Holidaying friends with conflicting methods risk lifelong schism, yet hardly anyone bases their view on science. So what do the studies show?
The most definitive was done recently by British and Danish psychologists. They identified a sample of pregnant London mothers who intended to follow a parent-led, scheduled routine. For example, many hoped to get the baby into a cot as soon as possible, feeding and sleeping to a timetable, and planning to delay responses to crying, to teach self-soothing.
By contrast, another sample was also studied, who adopted the hugger approach. They would be keeping the baby in the bed rather than a cot, and feeding on demand. There was also a sample of Copenhagen mothers who fell between these two nurturing plans. The samples were followed until three months of age. Compared with the hugger mothers, the schedulers spent half as much time holding their babies and were four times less likely to make contact with it when fussing or crying. Twice as many schedulers had given up breastfeeding when the baby reached three months of age (85% v 37%). The results for the Copenhagen mothers generally fell between the two, though veering towards the huggers.
The consequences of this differing care were considerable. At all three ages when studied (10 days, five weeks and three months), the babies with scheduler mothers spent 50% more time fussing or crying. For example, at five weeks, the scheduler babies fussed/cried for 121 minutes of the 24 hours, compared with 82 minutes for the hugger babies.

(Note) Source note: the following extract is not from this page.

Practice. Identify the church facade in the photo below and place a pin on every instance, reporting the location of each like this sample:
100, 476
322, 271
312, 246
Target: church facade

If you take the view that persistent fussing and crying are undesirable for a baby - because they are signs of distress - then this is evidence that the scheduler regime is bad for a baby's wellbeing. If the method really does cause a 50% greater prevalence of fussing and crying in three-month-olds, innumerable other studies suggest that such distress often presages emotional insecurity, hyperactivity and conduct disorders in later childhood.
However, if scheduling was bad news for the babies, it was not all bad for their mothers. At three months (although not before that age), scheduler babies were more likely to sleep for five or more hours a night without waking or crying - significantly longer than among the huggers. However, this scheduling benefit may have been illusory. If the scheduler babies were sleeping in cots in another room, how confident could their mothers be that their babies had not woken up? Nearly all the hugger babies (84%) were in bed with their mothers and waking or crying would rarely be missed. The researchers concluded that the scheduled babies were probably waking more than their mothers realised, casting doubt on the finding.
It is pathetic that this is the only serious study of the question. We also need to know what the consequences of different regimes are in later life. For there is good evidence that as the child gets older, scheduling is increasingly effective for creating good sleep. So it may be helpful to encourage such "self-regulation" when the child is one or two, not at all good to do so at three months. But it is also possible that children who keep getting into the parental bed until middle childhood are ultimately more secure and creative. Why is this issue not at the top of the psychology profession's research agenda?
• Hugger v Scheduler study: St James-Roberts, I et al, 2006, Pediatrics, 117(6), pp e1146-55.